Navios Maritime Holdings has issued common shares to pay interest owed on a $70m loan provided by its subsidiary Navios South American Logistics.

The Angeliki Frangou-led parent company on Friday issued 2.41m shares, which the lender assigned to Marshall Islands-registered company Grimaud Ventures.

The new shares will be used to pay $6.38m in interest on the loan provided by the South American company to Navios Maritime on 25 April 2019, according to a regulatory filing.

Navios South American Logistics has assigned its legal and beneficial interest in the debt to Grimaud, for whom a signature on the assignment deed was provided by the South American company's chief financial officer, Ioannis Karyotis.

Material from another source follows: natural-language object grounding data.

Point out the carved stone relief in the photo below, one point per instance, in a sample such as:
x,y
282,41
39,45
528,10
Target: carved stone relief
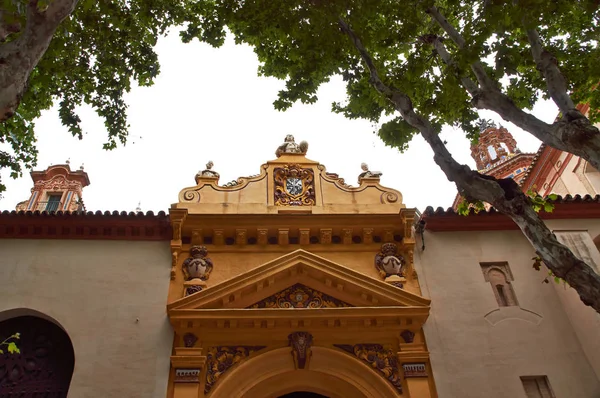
x,y
300,296
198,266
301,343
221,358
379,358
388,262
294,186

Initially, Navios Maritime was going to make two interest payments of $3.18m on 26 June and 1 July, but that agreement was amended such that both payments would be paid on 1 July.

The borrower may pay up to 70% of the owed interest in common shares valued at 80% of the 10-day weighted average share price as reported by Bloomberg, the filing said.

Navios Maritime's shares, which trade on the New York Stock Exchange under the ticker symbol NM, closed at $2.17 per share on Friday. They gained 0.5% to $2.18 during Monday morning trading in New York.

Paying off debt with debt

Meanwhile, Navios South American Logistics and its subsidiary Navios Logistics Finance (US) have raised $500m in a private offering of secured notes to pay off millions of dollars in debt due in 2022.

The offering was targeted at "persons reasonably believed to be qualified institutional buyers", the company said in a release.

The notes, which carry a 10.75% coupon rate and mature in 2025, will be used to pay off the $325m indenture that governs the two companies' outstanding 7.25% senior notes due in 2022, plus whatever is owed on a separate joint loan.

Any money remaining from the notes sale, which wrapped up on 8 July, will go toward "general corporate purposes", the company said.

Navios South American Logistics and its subsidiaries have provided guarantees for the notes, according to a filing made with the US Securities and Exchange Commission.

The notes are secured by first-priority ship mortgages on four small clean product tankers that are owned by subsidiary companies that have provided guarantees.

This includes assignments of the tankers' earnings and insurance, together with a first-priority lien on the capital stock of each guarantor-owner of the mortgaged vessels, which serve the company’s cabotage business along the eastern coast of South America.

Navios South American Logistics has also secured the notes by assigning the English law-governed contract that relates to the firm's iron ore port in Uruguay, which is signed with a subsidiary of Brazilian miner Vale.

Navios South American Logistics owns eight small tankers and 332 river barges.